Women at Balliol Sundial
A new sundial engraved with the words About Time celebrates the thirtieth anniversary of women undergraduates arriving at Balliol, one of Oxford University's oldest colleges.
History professor Lyndal Roper (on the right in the photo), who has written on women of the Reformation, and Balliol alumna, Nicola Horlick (left) unveiled the sundial in the quad of Balliol College on 2nd December 2010.
The apt engraving About Time - on the base of the sundial and reflected on the globe of the sundial itself - won a competition amongst women students at the College for an inscription which captured the spirit of what it was all about. The base also bears the words: For all women at Balliol: past present and future – to denote that all woman involved at Balliol are part of the celebration, and not only students and academics.
A time-capsule within the sundial contains the names and signatures of current Balliol women – fellows, graduates, undergraduate and staff. There is also a list and signatures of that first 1979 cohort of women undergraduates.

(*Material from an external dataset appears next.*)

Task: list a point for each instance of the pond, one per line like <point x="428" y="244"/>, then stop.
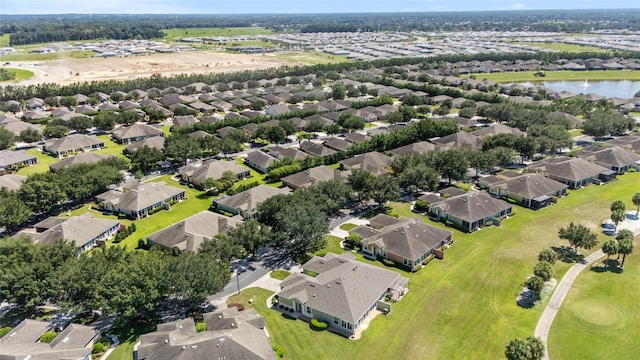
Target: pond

A line on the dial that marks the day that the first woman undergraduate entered Balliol lights up each year on that date – 11th October – thanks to a special notch on the time telling gnomon.
Balliol College was the first of the traditional all-male Oxford colleges to elect a woman as a Fellow and Tutor in 1973, with students following six years later. A booklet, Women at Balliol, published to mark the anniversary, tells their story.
Set on a plinth of Purbeck Stone, the sundial, a shimmering silver orb, tells the time during the day but also doubles as a moon dial on the nights of the full moon, and on the three or four nights before and after as the moon waxes and wanes. At other times, the moon does not cast enough light to be able to tell the time.
The 70cm diameter stainless steel, mirror-polished moon dial is etched with lines representing the Polar circles, the Tropics of Capricorn and Cancer and an Equatorial Line.
Three bands above the Equator depict the three days before the Full Moon (waxing), the central Full Moon scale and the three days after (waning).
The sphere also has a lattice of thin lines representing the lines of longitude in 15 degree intervals and latitude in 15 degree intervals.
An engraving:
Celebrating the Thirtieth Anniversary
of the first admission of women undergraduates to Balliol 1979 - 2009features on either side of the gnomon.